During the first year on the property, we were out there as often as we could get away, including through the winter. To make cold-weather stays work, we picked up insulated ice-fishing shelters to use as tents and ran a generator overnight to power heaters. For a while, the setup did the job.
We’d taken what felt like reasonable precautions. The heaters had anti-tip protection. We’d placed the generator well away from the shelters. We were careful. Then one morning I woke up and it was cold.
I climbed out to see what was going on. My first thought was that the generator had simply run out of gas. Outside, I found my brother, exhausted and stressed. The generator hadn’t run out of fuel. It had malfunctioned overnight and caught fire.
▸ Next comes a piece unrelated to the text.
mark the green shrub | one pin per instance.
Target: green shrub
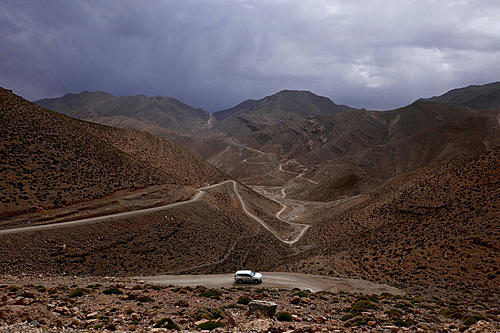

It was our only generator at the time, and it was a good one: an inverter model, the kind that ramps up and down with the load instead of running flat-out all the time, so it’s quieter and uses fuel more efficiently. Now it was gone. My brother had woken with a gut feeling that something was wrong, gone to check, and seen the orange glow. We keep a fire extinguisher on site for exactly this kind of thing. He grabbed it and put the fire out quickly. The adrenaline didn’t leave him enough to get back to sleep.
We filed a warranty claim on the generator and bought a replacement so we weren’t left without power. The new one was tri-fuel (propane, natural gas, or premium gasoline) and much larger. We liked the idea of propane as an option, but we learned the hard way that propane isn’t as efficient for generating electricity, and that a bigger conventional (non-inverter) generator often just burns more fuel all the time, whether you need the capacity or not. That unit lasted us about a year, maybe a year and a half, before we found a smaller, cheaper-to-run generator for day-to-day use. We kept the big one for heavy power tools and use the small one for everything else.
The fire could have been worse. We were lucky. It was a sharp reminder that generators aren’t just loud and expensive to run. They’re machinery that can fail, and when they do, the stakes are real. It’s one of the reasons we were so ready to move toward solar when the time came.